Era una bailarina. Nunca fue mía. Nunca fue de nadie. Ni de ella misma.

En su cabeza, Marylin Monroe no era nadie. Solía dar brincos por la acera al mediodía. Aspiraba con el índice y el medio apuntando hacia el cielo. Usaba vestidos en otoño.

 

La vi por primera vez un sábado a media tarde. No recuerdo nada de la conversación, pero la recuerdo muy bien a ella. El pasar de los coches en la avenida a sus espaldas, el pequeño pliegue junto a su nariz, la manera en que fruncía el ceño mientras contaba alguna nimiedad.

Y luego sus ojos. Un verde sosegado, acorralado por un negro estruendoso. La inocencia y la verdad; la doncella y la bestia. Debí saberlo entonces.
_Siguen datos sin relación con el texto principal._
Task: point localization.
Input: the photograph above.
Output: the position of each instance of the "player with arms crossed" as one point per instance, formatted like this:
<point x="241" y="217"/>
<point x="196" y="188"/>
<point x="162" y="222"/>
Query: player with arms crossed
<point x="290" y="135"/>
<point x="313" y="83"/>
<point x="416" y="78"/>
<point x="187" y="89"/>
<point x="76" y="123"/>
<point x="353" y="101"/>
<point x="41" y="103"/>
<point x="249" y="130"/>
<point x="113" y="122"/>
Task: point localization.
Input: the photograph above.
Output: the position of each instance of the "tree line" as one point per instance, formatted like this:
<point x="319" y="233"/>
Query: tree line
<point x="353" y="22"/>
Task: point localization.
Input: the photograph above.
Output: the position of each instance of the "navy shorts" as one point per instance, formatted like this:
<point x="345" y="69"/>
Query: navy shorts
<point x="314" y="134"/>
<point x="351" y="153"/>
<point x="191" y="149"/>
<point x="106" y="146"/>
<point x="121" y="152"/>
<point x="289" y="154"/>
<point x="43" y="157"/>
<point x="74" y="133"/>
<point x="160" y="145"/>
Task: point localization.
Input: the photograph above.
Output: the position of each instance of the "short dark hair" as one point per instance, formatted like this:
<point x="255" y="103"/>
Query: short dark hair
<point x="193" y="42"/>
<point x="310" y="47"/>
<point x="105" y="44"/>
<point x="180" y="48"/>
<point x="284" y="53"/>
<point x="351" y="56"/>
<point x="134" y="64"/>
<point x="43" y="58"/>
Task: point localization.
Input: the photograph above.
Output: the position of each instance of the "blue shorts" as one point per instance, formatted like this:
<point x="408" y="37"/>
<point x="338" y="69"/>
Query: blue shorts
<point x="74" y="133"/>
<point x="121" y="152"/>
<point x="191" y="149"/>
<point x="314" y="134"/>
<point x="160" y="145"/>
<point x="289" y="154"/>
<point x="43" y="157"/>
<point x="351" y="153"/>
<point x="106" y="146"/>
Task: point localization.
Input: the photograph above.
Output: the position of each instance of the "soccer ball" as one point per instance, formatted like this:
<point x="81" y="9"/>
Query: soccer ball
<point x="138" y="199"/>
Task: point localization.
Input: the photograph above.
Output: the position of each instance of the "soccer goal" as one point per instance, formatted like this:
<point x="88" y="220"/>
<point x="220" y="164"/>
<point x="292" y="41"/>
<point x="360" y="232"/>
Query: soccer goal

Me encontraba en ocasiones volviendo de sus ojos con ella esperando una respuesta. No podía contenerme.

 

No era nada espectacular. Tenía lo mismos problemas que todos, y unos cuantos más. Estaba enamorada del amor. Guardaba algunos remolinos en pequeños vasos de cristal. Le quedaban muchos errores por cometer. Se estreñía. Odiaba que llegara tarde.

 

Eran las siete y media. El parque estaba completamente vacío. Nos sentamos en una banca y puse mi brazo alrededor de ella. Disfrutaba del silencio tanto como yo. Intenté besarla.

 

Eran las diez. Nos despedimos de sus amigos en el bar y empezamos a merodear. Nos aparcamos. Le gustaba la noche tanto como a mí.

 

Eran las cinco. Tenía mi mano sobre su muslo. Me arrobaba abrazarla. Le gustaba el cinematógrafo tanto como a mí. Intenté amarla.

 

Eran las doce. Le tenía un regalo, uno que jamás le di a nadie. Le gustaba la soledad tanto como a mí.

 

Mis ojos; mi cielo. Nunca fueron míos.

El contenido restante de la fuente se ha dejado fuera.